The Slice: Jury’s out on whether yard waste is easier to clear
In terms of dog droppings becoming part of the backyard permafrost, this hasn’t been much of a winter.
Let’s move on.
Feedback on Friday’s mention of time zones: “You’re probably too young or too new to the area (or both) to remember when Shoshone County was on Mountain time,” wrote Janet Lake, a friend in North Idaho. “The dividing line was the North Fork of the Coeur d’Alene River at Cataldo. This necessitated ‘translations’ whenever there were medical/dental appointments involved — in my case it was a monthly trip to the orthodontist in Spokane. Family get-togethers with relatives who lived in the Coeur d’Alene and Spokane areas also required ‘your time or our time’ negotiations. I think all of Shoshone County breathed a sigh of relief when the line was moved to the Montana border.”
Bill Caswell remembers how, back in the 1940s, Shoshone County being in Mountain time complicated travel planning for school sports.

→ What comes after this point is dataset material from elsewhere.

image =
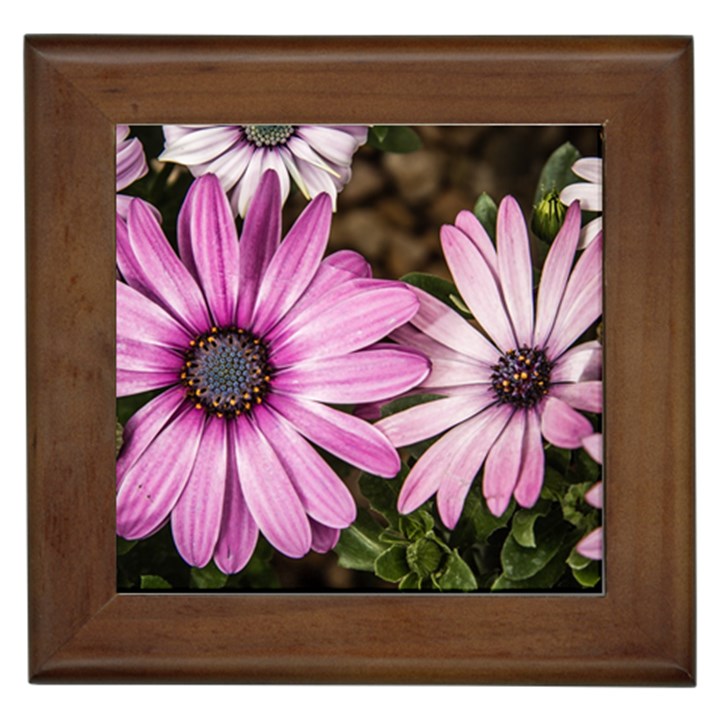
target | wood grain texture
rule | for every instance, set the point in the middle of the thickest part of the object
(643, 629)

Then there was this from Spokane Valley’s Jim Clanton. “If Spokane were on MST, at least we could unequivocally argue that we are ahead of our brethren in Seattle, at least in some regards. I say, let’s do it.”
If readers were described along the lines of Johnny Cash’s “The Man in Black”: Noting his current financial situation, John Simanton suggested “The Man in The Red” for himself.
Les Norton said his would be “The Man Who Wears Shorts.”
Lan Hellie said he could be called “The Man in Cat Fur Covered Clothes.”
And Patt Earley said she could be “The Woman with the Afro.”
Earth Day is exactly seven weeks from today: So let’s go ahead with The Slice’s annual ranking of the planets.
9. Pluto: Worst beach-access in the solar system. 8. Jupiter: Planetary obesity. 7. Mercury: Even Spokane residents would complain about the heat. 6. Uranus: Your what? 5. Neptune: Failed to have breakout year. 4. Venus: Questions about body of work. 3. Saturn: Still getting by on looks. 2. Mars: Feisty redhead hard to resist. 1. Earth: Still the best place to find forgiveness.
Today’s Slice question: How far could you throw a softball?